People always say that something is bound to go wrong on the day of your wedding. Stuff can still go wrong during an elopement, but luckily there are way less people there to witness it. Besides, you won’t remember those things as being detrimental to your happiness because, very likely, they weren’t. Sometimes you forget that the sun sets at 4 p.m. in Vancouver in late November and it’s a race against time to snap a few wedding photos in the fading light. Sometimes the officiant hands you the wrong vows during your ceremony and you have to wait until she leaves to read the vows you actually wrote for each other. Sometimes your new husband gets so drunk at the afterparty that the next evening he falls asleep at seven o’clock instead of enjoying the beautiful suite you’re staying in for one night at the Fairmont. These things all happened to us but they’re just a small part of a really fun, truly stress-free day that I’ll always cherish.
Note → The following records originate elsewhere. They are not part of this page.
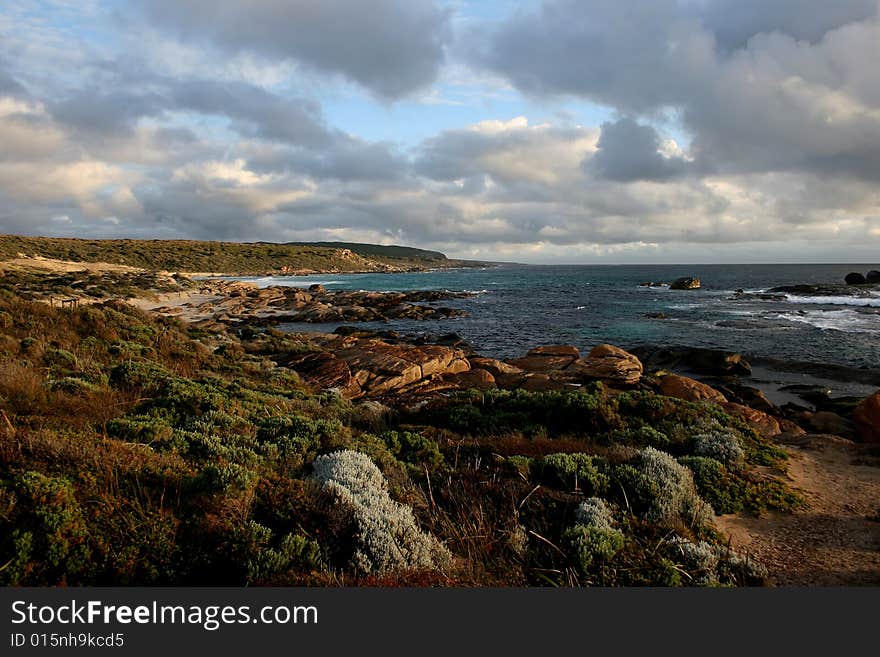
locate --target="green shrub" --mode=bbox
[540,453,608,495]
[693,430,745,467]
[379,431,443,470]
[313,450,450,573]
[562,525,624,576]
[247,528,326,584]
[3,471,92,584]
[615,447,712,528]
[106,414,174,445]
[46,376,96,395]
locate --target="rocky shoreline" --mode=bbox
[232,322,880,442]
[148,279,470,325]
[143,279,880,441]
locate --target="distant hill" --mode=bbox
[0,235,468,274]
[286,242,447,263]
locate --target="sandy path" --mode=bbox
[718,437,880,586]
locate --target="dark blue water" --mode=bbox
[229,264,880,367]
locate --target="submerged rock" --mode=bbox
[660,374,727,403]
[853,390,880,443]
[566,344,644,385]
[669,276,703,290]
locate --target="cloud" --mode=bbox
[50,77,332,148]
[586,117,688,182]
[0,59,26,96]
[138,0,450,98]
[0,0,880,262]
[415,117,596,185]
[696,0,877,50]
[469,0,880,180]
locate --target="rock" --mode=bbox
[721,402,782,438]
[853,390,880,443]
[718,384,779,415]
[804,411,855,438]
[669,276,702,290]
[507,355,577,374]
[528,345,581,358]
[565,344,643,385]
[633,346,752,376]
[284,351,361,399]
[660,374,727,403]
[519,372,573,392]
[468,357,523,379]
[442,370,498,390]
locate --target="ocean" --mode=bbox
[223,264,880,368]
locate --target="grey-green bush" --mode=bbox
[313,450,451,573]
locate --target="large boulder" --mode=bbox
[660,374,727,403]
[853,390,880,443]
[721,402,782,438]
[519,372,572,392]
[276,351,361,399]
[442,370,498,390]
[507,354,577,374]
[669,276,703,290]
[565,344,643,385]
[528,344,581,358]
[803,411,855,438]
[633,346,752,376]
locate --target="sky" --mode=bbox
[0,0,880,264]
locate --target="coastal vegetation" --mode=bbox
[0,235,464,274]
[0,286,803,586]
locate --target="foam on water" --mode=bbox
[785,294,880,308]
[778,310,880,333]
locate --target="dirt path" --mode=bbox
[718,436,880,586]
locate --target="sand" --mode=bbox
[718,436,880,586]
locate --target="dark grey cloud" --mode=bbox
[413,117,595,185]
[469,0,880,180]
[170,80,331,148]
[697,0,877,50]
[247,132,410,183]
[137,0,450,98]
[585,117,688,182]
[0,58,26,96]
[464,0,686,112]
[50,77,331,147]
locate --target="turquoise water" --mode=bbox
[225,264,880,367]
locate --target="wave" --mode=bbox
[785,294,880,308]
[777,310,880,333]
[248,276,342,288]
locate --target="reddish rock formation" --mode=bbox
[277,336,474,398]
[660,374,727,403]
[527,344,581,358]
[853,390,880,443]
[507,352,576,374]
[716,400,782,438]
[565,344,643,385]
[441,370,498,390]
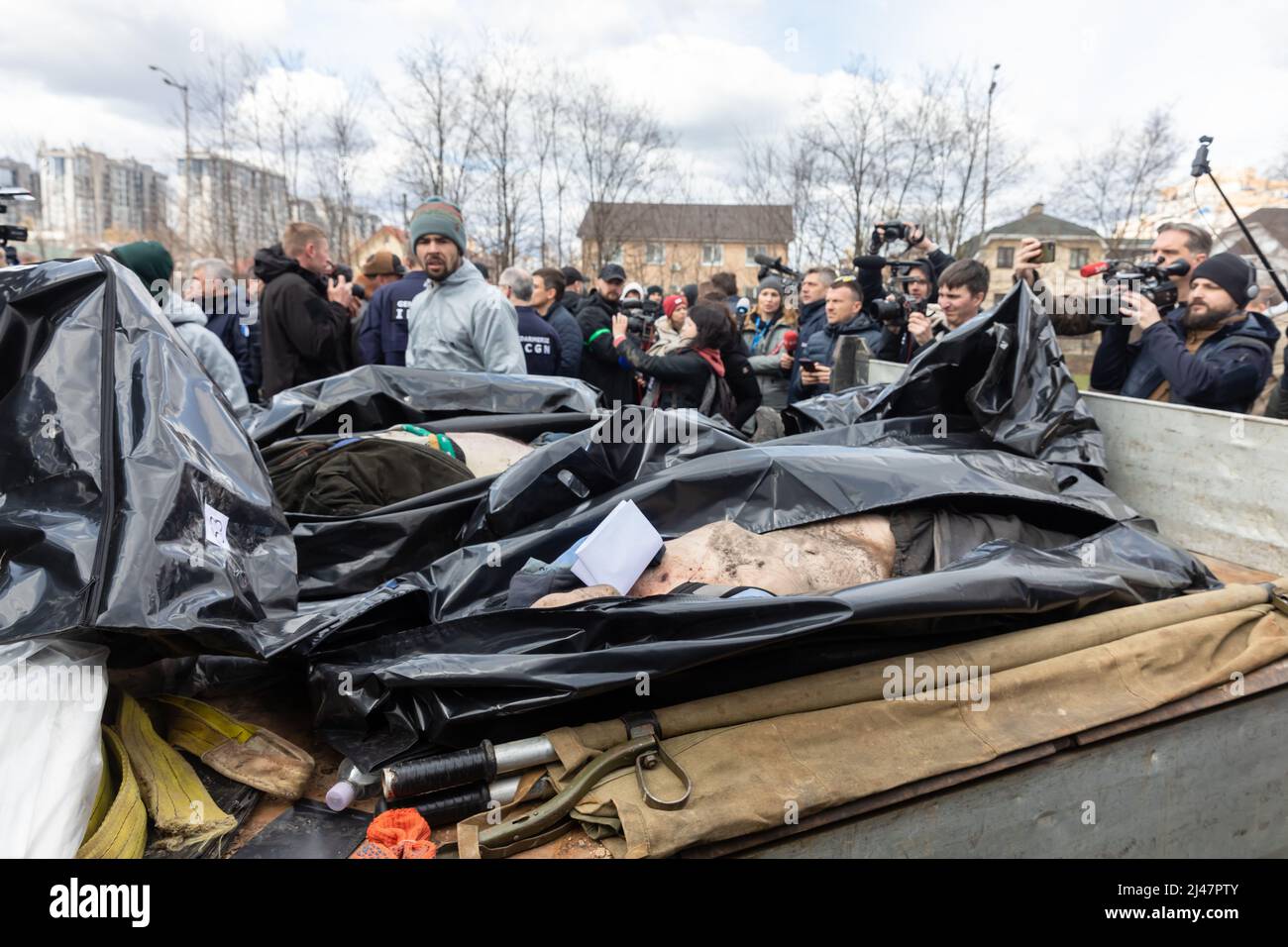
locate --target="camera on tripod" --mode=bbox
[0,187,36,266]
[621,299,662,348]
[855,258,927,331]
[872,220,910,246]
[1087,261,1190,329]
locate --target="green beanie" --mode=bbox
[112,240,174,301]
[409,197,465,257]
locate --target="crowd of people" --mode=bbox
[100,197,1288,433]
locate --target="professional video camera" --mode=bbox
[0,187,36,266]
[622,299,662,349]
[752,254,805,309]
[1078,261,1190,329]
[854,256,928,331]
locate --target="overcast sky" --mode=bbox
[0,0,1288,228]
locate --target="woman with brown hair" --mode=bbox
[742,275,796,408]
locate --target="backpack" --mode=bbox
[698,371,738,424]
[263,437,474,517]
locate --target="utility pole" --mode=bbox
[979,63,1002,240]
[149,65,192,257]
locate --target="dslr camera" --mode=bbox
[0,187,35,266]
[1089,261,1190,329]
[872,261,927,331]
[872,220,909,246]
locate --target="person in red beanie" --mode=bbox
[648,292,690,356]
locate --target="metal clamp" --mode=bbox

My partner and I firmly agreed that a wedding was one day, and a marriage is forever. For us, this took a lot of importance out of the particulars of the wedding day. Yes, it’s the “first day of the rest of our lives,” but surely how we navigate the years and decades after are equally as important. Whether the two of you opt for a mega wedding or a private ceremony in the end, you’re a team now, and hopefully you feel comfortable planning like one. I need to plan ahead, and my husband is a scientist, so we’re nothing if not practical. When we were writing our vows, we also wrote a “marriage manifesto” of sorts: a loose mission statement that could serve as a reference tool to remind us to get back on track should we ever need it. Having an idea of what works for you as individuals and as a couple can be very helpful in navigating your lifelong relationship together. You can cover whatever pertains to you – what you want to achieve, how you hope to save and spend your shared income, how you intend to parent any future offspring, what kind of support you may need from each other, and how you both best communicate. Difficulties will inevitably emerge from issues within your relationship and outside it, and creating a strategy for dealing and working through those things can sometimes help remind us who we want to be individually, as a couple, and as parents.


Many gals (and guys, too!) dream about their wedding day for a very long time. If that’s you and you’ve got the means to make your gorgeous, bohemian vision come true, for the love of god party on. Make your dreams a reality and please invite me, because I love beautiful aesthetics and hand-written signage and sweeping mountain backdrops. But ultimately your wedding day should be exactly what you want it to be, and ours was – low maintenance, no stress, and debt-free, with our marriage certificate hanging on the wall in our sunny apartment right where we said our vows.



jess wedding bio .jpg




Jess is a server, writer, and new bride who lives and loves in Yeast Van. She is a connoisseur of good cider and bad tattoos and will knit you something pretty if you ask.